Entre as vítimas do dia 20 de junho, estava Marcus Vinicius, que usava uniforme escolar e mochila quando foi baleado. Depois de se abrigar dos tiros disparados a partir dos helicópteros, ele contou à equipe médica que o socorreu que foi alvejado por um carro blindado da Polícia Civil. O caso evidencia um modus operandi das forças de segurança pública baseado no extermínio. O uniforme escolar furado e manchado de sangue virou um símbolo dessa violência contra moradores de favelas e gerou diversas reações, mas até hoje a morte não foi esclarecida e sua família segue lutando por justiça.

Os disparos realizados a partir de helicópteros em horário escolar no dia 20 de junho não foram um caso isolado. De um total de 84 operações da Polícia Civil entre 2017 e 2019 com horário de início e término identificados, 49 delas (58%) ocorreram antes do meio-dia e 24 (29%) antes das 07h da manhã, coincidindo muitas vezes com o período em que estudantes estão indo ou voltando da escola. A arquitetura da favela inscreveu em seus telhados meios de se proteger dos tiros vindos do alto.

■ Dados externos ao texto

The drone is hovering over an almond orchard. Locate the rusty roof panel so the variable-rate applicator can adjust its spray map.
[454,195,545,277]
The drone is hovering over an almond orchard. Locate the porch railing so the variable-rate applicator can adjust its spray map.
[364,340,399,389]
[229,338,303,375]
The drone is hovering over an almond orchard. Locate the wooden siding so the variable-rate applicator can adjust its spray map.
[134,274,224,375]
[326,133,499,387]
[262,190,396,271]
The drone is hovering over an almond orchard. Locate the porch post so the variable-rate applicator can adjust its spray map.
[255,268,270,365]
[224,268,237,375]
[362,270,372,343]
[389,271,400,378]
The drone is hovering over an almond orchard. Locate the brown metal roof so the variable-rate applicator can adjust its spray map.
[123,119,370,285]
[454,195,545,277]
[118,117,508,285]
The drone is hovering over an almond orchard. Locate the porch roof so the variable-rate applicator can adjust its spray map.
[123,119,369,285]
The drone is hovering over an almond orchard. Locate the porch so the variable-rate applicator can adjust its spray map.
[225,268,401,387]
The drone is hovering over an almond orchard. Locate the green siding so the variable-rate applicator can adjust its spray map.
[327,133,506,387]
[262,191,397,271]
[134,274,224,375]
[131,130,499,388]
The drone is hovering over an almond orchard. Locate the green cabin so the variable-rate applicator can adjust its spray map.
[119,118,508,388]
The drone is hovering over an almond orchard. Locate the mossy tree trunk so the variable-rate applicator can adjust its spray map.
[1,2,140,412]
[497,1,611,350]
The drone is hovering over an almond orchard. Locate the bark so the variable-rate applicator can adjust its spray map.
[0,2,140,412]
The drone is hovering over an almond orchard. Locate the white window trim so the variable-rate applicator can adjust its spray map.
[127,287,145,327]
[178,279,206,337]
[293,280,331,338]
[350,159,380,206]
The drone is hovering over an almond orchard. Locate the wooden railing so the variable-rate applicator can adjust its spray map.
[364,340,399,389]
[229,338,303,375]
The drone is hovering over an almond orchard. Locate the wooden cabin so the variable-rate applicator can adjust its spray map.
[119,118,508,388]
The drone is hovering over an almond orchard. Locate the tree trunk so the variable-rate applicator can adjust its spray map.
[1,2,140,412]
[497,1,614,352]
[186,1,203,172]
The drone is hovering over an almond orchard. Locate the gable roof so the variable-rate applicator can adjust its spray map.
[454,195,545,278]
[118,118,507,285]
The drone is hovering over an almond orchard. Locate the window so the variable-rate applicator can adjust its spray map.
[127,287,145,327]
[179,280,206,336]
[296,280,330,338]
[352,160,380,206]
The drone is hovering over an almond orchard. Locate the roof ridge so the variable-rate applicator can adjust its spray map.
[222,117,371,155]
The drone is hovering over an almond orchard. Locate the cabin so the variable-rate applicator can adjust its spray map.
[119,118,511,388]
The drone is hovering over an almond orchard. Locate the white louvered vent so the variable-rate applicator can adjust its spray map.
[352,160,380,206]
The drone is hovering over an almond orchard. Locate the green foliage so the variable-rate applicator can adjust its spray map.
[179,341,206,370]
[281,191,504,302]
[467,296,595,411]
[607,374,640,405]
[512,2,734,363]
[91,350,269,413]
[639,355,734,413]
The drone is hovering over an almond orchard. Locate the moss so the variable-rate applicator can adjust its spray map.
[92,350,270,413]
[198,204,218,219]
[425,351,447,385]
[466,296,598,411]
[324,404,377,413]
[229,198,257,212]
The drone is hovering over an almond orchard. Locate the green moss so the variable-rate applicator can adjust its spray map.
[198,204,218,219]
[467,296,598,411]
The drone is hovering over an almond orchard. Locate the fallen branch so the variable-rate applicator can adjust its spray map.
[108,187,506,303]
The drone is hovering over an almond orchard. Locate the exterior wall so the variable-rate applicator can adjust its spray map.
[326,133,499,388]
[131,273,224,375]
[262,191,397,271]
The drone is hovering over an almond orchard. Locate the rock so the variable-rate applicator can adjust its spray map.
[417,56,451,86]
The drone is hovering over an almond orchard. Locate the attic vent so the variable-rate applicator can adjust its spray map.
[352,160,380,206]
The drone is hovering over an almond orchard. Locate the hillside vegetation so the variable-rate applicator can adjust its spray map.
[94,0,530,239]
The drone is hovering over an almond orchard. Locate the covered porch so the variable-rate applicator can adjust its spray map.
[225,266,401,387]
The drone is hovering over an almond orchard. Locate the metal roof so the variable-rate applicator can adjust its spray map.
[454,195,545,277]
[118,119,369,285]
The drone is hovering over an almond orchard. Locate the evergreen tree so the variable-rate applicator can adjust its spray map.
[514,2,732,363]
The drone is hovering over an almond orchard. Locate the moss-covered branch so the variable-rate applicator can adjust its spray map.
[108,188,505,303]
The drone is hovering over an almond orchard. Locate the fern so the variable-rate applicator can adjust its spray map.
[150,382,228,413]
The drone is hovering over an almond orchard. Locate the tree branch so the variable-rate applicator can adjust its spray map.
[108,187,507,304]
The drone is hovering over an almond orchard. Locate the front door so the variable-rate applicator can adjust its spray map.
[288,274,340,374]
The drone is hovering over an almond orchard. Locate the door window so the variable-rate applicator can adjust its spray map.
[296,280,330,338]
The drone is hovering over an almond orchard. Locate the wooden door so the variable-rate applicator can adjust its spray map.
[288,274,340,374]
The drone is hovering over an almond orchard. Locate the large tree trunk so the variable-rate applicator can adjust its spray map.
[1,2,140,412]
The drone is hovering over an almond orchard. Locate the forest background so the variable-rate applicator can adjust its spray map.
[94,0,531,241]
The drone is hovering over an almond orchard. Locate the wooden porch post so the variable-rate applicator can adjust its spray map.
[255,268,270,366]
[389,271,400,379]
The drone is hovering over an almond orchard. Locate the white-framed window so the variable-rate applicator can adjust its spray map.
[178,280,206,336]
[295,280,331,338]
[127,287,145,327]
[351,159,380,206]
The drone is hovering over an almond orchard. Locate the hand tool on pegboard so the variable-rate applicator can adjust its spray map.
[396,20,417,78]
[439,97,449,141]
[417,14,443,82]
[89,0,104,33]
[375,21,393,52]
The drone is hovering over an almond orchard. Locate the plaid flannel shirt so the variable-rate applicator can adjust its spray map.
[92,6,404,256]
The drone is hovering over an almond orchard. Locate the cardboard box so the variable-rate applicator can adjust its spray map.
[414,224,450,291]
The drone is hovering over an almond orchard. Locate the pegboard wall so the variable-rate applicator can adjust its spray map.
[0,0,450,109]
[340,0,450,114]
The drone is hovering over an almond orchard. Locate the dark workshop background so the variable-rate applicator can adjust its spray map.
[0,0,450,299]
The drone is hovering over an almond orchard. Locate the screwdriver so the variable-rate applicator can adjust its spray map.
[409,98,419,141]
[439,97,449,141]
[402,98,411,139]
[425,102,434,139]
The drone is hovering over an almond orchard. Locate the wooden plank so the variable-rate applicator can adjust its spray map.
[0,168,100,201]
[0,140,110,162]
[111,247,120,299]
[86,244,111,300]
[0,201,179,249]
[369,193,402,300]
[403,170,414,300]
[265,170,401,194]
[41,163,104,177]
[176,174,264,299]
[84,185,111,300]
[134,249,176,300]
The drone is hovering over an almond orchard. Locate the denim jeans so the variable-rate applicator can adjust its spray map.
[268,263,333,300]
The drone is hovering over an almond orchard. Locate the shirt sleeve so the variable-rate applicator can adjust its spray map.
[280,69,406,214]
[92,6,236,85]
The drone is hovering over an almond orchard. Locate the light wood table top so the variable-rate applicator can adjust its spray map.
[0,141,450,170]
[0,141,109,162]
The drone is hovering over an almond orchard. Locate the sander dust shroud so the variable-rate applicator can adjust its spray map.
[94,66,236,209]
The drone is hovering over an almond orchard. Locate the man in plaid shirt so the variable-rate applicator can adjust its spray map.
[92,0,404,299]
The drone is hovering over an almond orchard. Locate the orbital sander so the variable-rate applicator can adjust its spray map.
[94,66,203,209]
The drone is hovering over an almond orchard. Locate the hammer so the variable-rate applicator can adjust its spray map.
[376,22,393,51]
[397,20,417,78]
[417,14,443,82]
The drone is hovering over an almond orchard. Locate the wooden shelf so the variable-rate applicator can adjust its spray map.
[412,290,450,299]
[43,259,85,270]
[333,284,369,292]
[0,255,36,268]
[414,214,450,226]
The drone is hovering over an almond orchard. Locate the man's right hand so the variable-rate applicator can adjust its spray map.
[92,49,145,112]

Um sintoma claro de que esse tipo de violência se tornou rotina é a placa colocada no teto do Projeto Uerê, organização educacional da Maré, após ter sido atingida por balas vindas das aeronaves: "Escola. Não atire"

Com base nos dados coletados, identificamos 415 ocasiões nos quais os helicópteros da Polícia Civil ou Militar do Rio de Janeiro foram utilizados entre 2018 e 2019. O Complexo da Maré é o bairro com mais registros (35), seguido da Cidade de Deus (32).
O uso das aeronaves não acontece de forma homogênea. Ela concentra-se em alguns bairros da cidade. No mapa, vemos que os bairros com mais casos registrados estão situados nas zonas norte e oeste da cidade.
O uso de helicópteros está atrelado a um contexto mais amplo de conflitos e confrontos envolvendo disputa territorial entre policiais e grupos armados na cidade do Rio de Janeiro. Especializado na cobertura de conflitos desse tipo na cidade, o canal Pista News realizou um mapeamento dos territórios controlados por facções.
À esquerda do mapa, é possível ver o amplo poder territorial da milícia na zona oeste da cidade. À direita do mapa, onde encontra-se a zona sul, centro e zona norte do Rio de Janeiro, observa-se, por sua vez, diversos territórios controlados pelo Comando Vermelho (CV), hoje o principal rival das milícias na cidade. Sobrepondo o mapeamento realizado pelo Pista News e dados produzidos pelo Fogo Cruzado, foi possível perceber que os tiroteios com a presença de agentes de segurança (não necessariamente com uso de helicópteros) também possuem um padrão próprio. A seguir, veremos como os tiroteios ocasionados pela polícia concentram-se principalmente nas regiões controladas pelo Comando Vermelho.
A maioria dos tiroteios com presença de agentes oficiais acontecem em localidades dominadas pelo Comando Vermelho (CV). O tamanho dos círculos representam a quantidade de tiroteios com presença de agentes oficiais ao longo de 2018 e 2019, de acordo com o Fogo Cruzado. As áreas coloridas representam as regiões dominadas por facções, segundo o Pista News.
Em média, entre 2018 e 2019, foram identificadas 23 tiroteios com presença de agentes oficiais por quilômetro quadrado em áreas do CV. Em comparação, em áreas de milícia esta taxa foi de 0,5 por quilômetro quadrado. Ou seja, apesar da milícia ter um domínio territorial muito maior, os agentes oficiais entram em confronto principalmente em regiões comandadas pelo Comando Vermelho.
Veremos agora o caso da Cidade de Deus, o segundo bairro com mais registros de utilização de helicópteros durante operações, localizado na zona oeste da cidade.
Na Cidade de Deus, identificamos 32 casos de ações policiais com uso de helicópteros nos anos de 2018 e 2019, sendo que em 7 há indícios de seu uso como plataforma de tiro. No dia 20 de agosto de 2019, um helicóptero da polícia jogou uma bomba de efeito moral em uma área residencial, de acordo com denúncias e vídeos registrados por moradores em redes sociais e amplamente repercutidos na imprensa.